On peut consulter les archives du KGB sur l'Internet. La
correspondance privée de Joseph Staline? Elle est publiée dans le cadre d'un énorme programme russo-américain d'édition d'archives, patronné par l'université de Yale. Jamais l'accès aux sources de l'histoire de l'ex-URSS n'a paru aussi simple qu'aujourd'hui, et pourtant il n'est pas sûr qu'elle en devienne plus «lisible». Deux ouvrages très différents illustrent ce paradoxe. Le premier relate le voyage au sein des archives de Moscou d'un ancien dissident, Vladimir Boukovsky. Le second est un témoignage direct, fruit de cent quarante conversations étalées sur quinze ans entre le poète russe Felix Tchouev et Viatcheslav Molotov, bras droit de Staline pendant des années, avant de tomber en disgrâce en 1956 tout en restant irréductible stalinien jusqu'à sa mort en novembre 1986.
Muni d'un ordinateur portable et d'un scanner, à la faveur de la pagaille qui régnait à Moscou après le putsch manqué d'août 1991, Vladimir Boukovsky a accumulé un matériau impressionnant, qu'il déballe malheureusement avec une furie sans nuances.

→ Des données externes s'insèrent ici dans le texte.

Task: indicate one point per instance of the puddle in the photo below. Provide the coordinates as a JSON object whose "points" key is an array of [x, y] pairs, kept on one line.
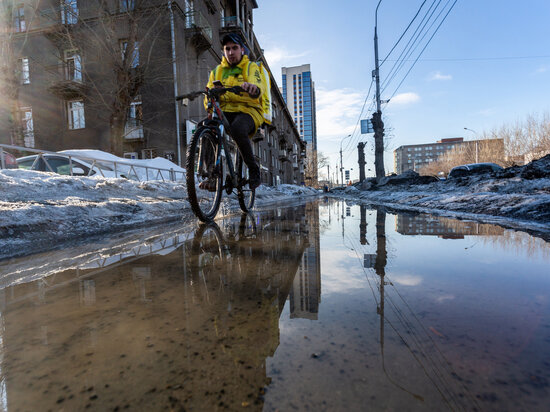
{"points": [[321, 306]]}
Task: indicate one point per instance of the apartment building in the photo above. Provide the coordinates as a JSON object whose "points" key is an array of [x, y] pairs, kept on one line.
{"points": [[103, 74], [414, 157]]}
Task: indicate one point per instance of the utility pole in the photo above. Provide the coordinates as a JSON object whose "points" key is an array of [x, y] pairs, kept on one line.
{"points": [[361, 150], [341, 167], [377, 123]]}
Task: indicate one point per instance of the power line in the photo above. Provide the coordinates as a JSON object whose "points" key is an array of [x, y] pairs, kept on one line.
{"points": [[412, 40], [403, 34], [360, 115], [460, 59], [418, 38]]}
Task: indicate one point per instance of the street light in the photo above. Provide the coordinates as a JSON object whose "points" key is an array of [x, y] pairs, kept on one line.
{"points": [[341, 166], [475, 134]]}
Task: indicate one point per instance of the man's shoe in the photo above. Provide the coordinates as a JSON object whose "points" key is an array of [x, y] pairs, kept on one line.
{"points": [[255, 179]]}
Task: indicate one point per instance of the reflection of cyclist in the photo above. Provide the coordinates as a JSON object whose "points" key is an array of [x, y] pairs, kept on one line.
{"points": [[243, 111]]}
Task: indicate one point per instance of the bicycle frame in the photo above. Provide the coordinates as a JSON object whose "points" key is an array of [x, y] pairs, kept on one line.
{"points": [[215, 113]]}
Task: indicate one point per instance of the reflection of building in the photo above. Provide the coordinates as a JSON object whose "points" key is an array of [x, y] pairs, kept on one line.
{"points": [[189, 327], [434, 226], [413, 157], [305, 294]]}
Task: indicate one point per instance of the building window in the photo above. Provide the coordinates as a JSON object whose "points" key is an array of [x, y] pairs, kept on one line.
{"points": [[24, 77], [73, 66], [19, 24], [27, 126], [134, 57], [69, 11], [134, 121], [126, 5], [75, 114]]}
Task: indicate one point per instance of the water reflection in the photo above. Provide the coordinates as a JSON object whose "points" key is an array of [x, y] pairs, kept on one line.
{"points": [[188, 326], [456, 317]]}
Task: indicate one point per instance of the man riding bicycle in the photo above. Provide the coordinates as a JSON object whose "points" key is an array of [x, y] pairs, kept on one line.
{"points": [[244, 112]]}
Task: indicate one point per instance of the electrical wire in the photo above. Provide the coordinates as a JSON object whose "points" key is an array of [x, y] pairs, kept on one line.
{"points": [[359, 118], [412, 40], [429, 41], [403, 34], [419, 36]]}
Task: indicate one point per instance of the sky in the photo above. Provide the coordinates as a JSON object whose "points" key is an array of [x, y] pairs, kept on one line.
{"points": [[487, 65]]}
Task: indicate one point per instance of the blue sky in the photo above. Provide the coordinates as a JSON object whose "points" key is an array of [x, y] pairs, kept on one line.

A l'époque, il pensait convaincre la nouvelle équipe eltsinienne d'organiser un grand procès contre le PCUS disparu, une sorte de Nuremberg soviétique. Il ne décolère pas de ne pas y avoir réussi, ce qui nous vaut quelques descriptions au vitriol des nouveaux responsables des Archives nationales russes, plus soucieux de protéger leurs prérogatives que de vérité historique.